Russian President Vladimir Putin has ordered his government to draft a response to Western economic sanctions over Russia’s perceived backing of pro-Kremlin rebels in Ukraine's volatile east.

"The Russian government has already proposed a number of response measures to so-called sanctions imposed by certain countries," Mr Putin said.

"I think that in current conditions, in order to ensure the interests of our producers, we could very well think about this now."

Meanwhile, the United Nations has said at least 285,000 people have fled their homes because of the conflict in eastern Ukraine.

The UN also warned that intensified battles in the area could lead to a "massive exodus".

Local Ukrainian authorities have so far registered 117,000 people moving out of the east to other regions of the country, the UN refugee agency said.

Vincent Cochetel, head of the UNHCR's European Bureau, told reporters in Geneva that the number "is in our view a low estimate".

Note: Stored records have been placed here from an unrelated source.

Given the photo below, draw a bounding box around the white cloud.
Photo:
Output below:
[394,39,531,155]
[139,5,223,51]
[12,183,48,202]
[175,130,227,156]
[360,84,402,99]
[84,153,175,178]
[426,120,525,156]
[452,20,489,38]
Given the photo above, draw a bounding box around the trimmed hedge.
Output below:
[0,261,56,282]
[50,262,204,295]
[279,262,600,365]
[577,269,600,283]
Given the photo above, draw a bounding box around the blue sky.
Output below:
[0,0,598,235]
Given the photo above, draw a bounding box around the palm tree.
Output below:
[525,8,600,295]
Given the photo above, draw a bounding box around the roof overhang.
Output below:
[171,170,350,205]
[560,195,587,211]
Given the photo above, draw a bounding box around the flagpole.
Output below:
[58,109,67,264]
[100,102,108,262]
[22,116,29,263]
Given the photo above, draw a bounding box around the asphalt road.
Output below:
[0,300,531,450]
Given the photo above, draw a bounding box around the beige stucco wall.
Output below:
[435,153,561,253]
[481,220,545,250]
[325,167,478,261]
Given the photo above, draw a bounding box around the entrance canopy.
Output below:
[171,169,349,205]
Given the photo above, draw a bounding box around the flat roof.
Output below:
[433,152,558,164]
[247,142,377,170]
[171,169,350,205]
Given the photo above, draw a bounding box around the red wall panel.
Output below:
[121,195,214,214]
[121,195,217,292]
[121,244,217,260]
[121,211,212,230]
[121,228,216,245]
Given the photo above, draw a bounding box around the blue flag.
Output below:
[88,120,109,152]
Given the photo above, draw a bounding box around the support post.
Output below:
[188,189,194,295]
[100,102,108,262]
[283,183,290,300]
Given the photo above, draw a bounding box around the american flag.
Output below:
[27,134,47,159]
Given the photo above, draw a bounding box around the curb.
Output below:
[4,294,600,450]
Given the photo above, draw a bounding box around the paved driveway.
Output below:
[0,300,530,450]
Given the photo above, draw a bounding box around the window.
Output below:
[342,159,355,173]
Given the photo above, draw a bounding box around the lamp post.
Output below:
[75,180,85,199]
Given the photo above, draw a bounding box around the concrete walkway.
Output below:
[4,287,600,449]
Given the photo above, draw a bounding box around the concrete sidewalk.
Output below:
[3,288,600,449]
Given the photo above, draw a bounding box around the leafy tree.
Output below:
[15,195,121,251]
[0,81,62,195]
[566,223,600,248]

He said this was because most men fleeing failed to register to avoid being drafted into the Ukrainian army and sent back to the conflict zone.

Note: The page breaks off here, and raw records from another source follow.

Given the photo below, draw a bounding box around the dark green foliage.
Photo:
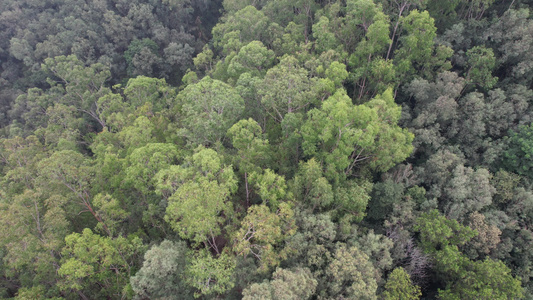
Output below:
[0,0,533,300]
[503,125,533,178]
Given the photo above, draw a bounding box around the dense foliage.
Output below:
[0,0,533,300]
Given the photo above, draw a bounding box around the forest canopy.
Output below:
[0,0,533,300]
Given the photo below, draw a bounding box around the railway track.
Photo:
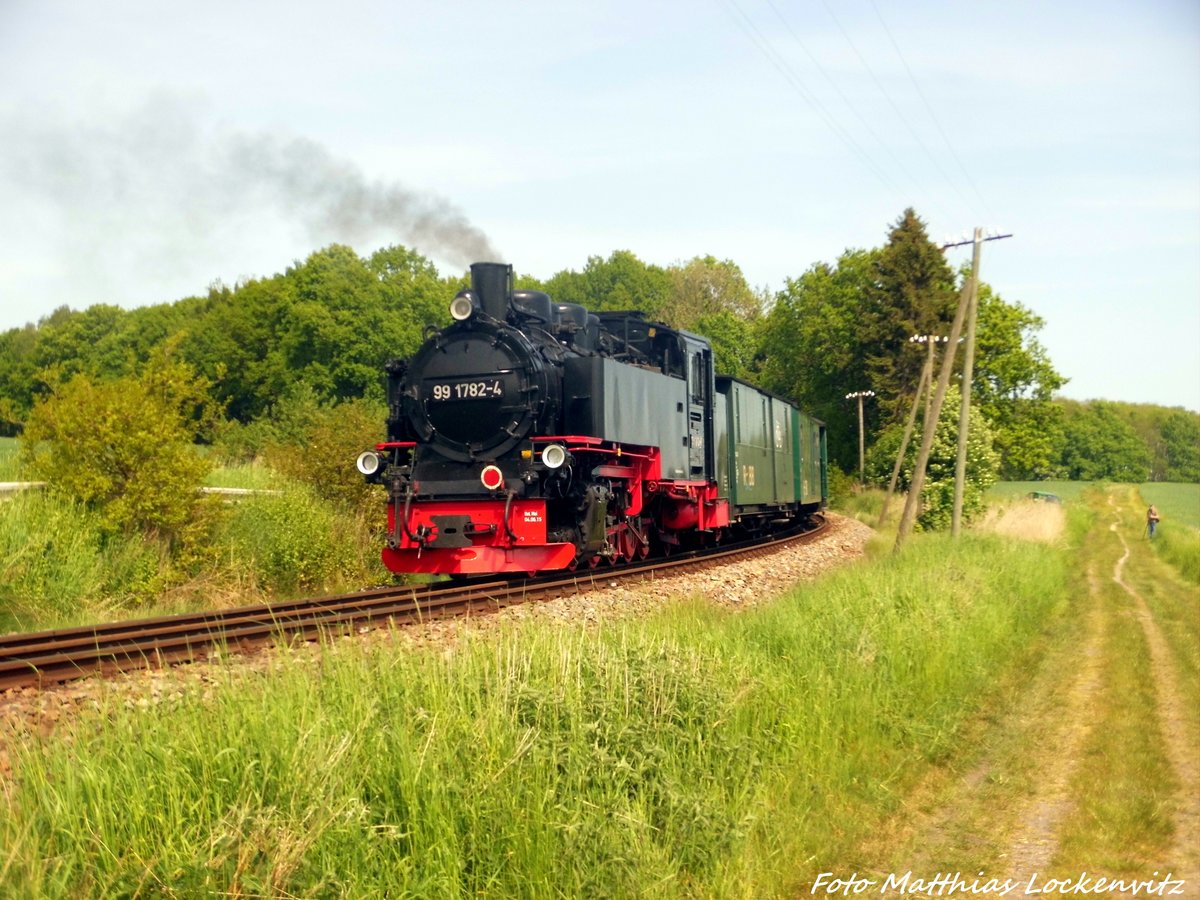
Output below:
[0,521,826,691]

In addition, around 168,000 Ukrainians had as of 1 August applied to Russian authorities for asylum, refugee and other kinds of protective statuses such as temporary residence permits, Mr Cochetel said.

The total of at least 285,000 displaced people marks a 24% jump from figures provided by the UNHCR last month.

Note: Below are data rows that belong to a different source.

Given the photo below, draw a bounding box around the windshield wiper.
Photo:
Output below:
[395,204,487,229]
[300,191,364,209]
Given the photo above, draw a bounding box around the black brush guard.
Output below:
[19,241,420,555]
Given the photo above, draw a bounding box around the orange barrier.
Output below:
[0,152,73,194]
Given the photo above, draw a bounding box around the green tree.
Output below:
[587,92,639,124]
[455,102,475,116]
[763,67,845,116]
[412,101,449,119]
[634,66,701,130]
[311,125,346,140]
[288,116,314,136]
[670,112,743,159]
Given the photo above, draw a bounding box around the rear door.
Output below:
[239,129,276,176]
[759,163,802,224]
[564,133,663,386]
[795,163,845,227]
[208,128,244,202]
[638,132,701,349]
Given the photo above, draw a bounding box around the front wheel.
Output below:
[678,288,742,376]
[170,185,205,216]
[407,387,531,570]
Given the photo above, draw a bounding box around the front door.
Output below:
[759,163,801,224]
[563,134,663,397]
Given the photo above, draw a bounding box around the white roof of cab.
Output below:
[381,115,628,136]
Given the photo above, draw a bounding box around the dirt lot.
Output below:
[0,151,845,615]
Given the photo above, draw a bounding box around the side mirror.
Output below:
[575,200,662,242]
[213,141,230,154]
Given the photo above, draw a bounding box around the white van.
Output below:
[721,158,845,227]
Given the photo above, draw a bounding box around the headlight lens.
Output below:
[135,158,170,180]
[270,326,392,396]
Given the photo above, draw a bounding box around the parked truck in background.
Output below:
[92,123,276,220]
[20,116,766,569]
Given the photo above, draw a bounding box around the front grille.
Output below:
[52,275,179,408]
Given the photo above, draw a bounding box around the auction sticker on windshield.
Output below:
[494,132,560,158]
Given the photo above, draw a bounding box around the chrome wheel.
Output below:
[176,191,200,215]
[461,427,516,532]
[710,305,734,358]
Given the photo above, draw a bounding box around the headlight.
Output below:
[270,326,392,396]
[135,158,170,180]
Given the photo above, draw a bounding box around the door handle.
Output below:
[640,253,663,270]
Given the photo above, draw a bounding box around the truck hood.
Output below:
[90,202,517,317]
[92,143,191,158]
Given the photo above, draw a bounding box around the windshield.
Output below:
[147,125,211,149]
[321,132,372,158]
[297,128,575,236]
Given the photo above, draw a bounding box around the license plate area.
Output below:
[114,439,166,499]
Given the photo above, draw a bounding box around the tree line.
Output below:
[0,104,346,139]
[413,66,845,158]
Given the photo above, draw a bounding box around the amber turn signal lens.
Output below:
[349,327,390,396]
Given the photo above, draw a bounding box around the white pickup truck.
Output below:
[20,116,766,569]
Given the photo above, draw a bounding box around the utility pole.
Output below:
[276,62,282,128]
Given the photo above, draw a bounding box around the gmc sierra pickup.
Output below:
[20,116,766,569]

But according to Russian authorities, more than 500,000 more Ukrainians have gone to Russia since January under the country's visa-free regime, without registering, Mr Cochetel said.

"According to the Russian authorities, and we believe that number is credible, there are about 730,000 Ukrainians who have crossed into Russia since the beginning of the year," he said.

"We don't call all of those people refugees," he said, adding that only some of the 168,000 who had applied for protective status fell into that category.

"But they are not tourists. We have seen them at the border. Sometimes they just walk across the border, some just with plastic bags, and many of them are really destitute."

The UNHCR said 87% of those displaced inside Ukraine had fled the main rebel strongholds of Donetsk and Lugansk, while the remainder were from Crimea, which was annexed by Russia in March.

The already staggering numbers of displaced people were rising fast, Mr Cochetel warned, saying that over the past two weeks, 1,200 people had been flooding out of Donetsk and Lugansk into other parts of Ukraine each day.

"Those people are leaving with very little," he said. "Some of them arrive with almost no belongings or got some of their belongings confiscated at checkpoints."

With the Ukrainian army closing in on Donetsk, there is a fear that intense fighting could move into the city centre, which is home to at least one million people.

Earlier, Russia said that more than 400 Ukrainian soldiers had sought refuge on its territory.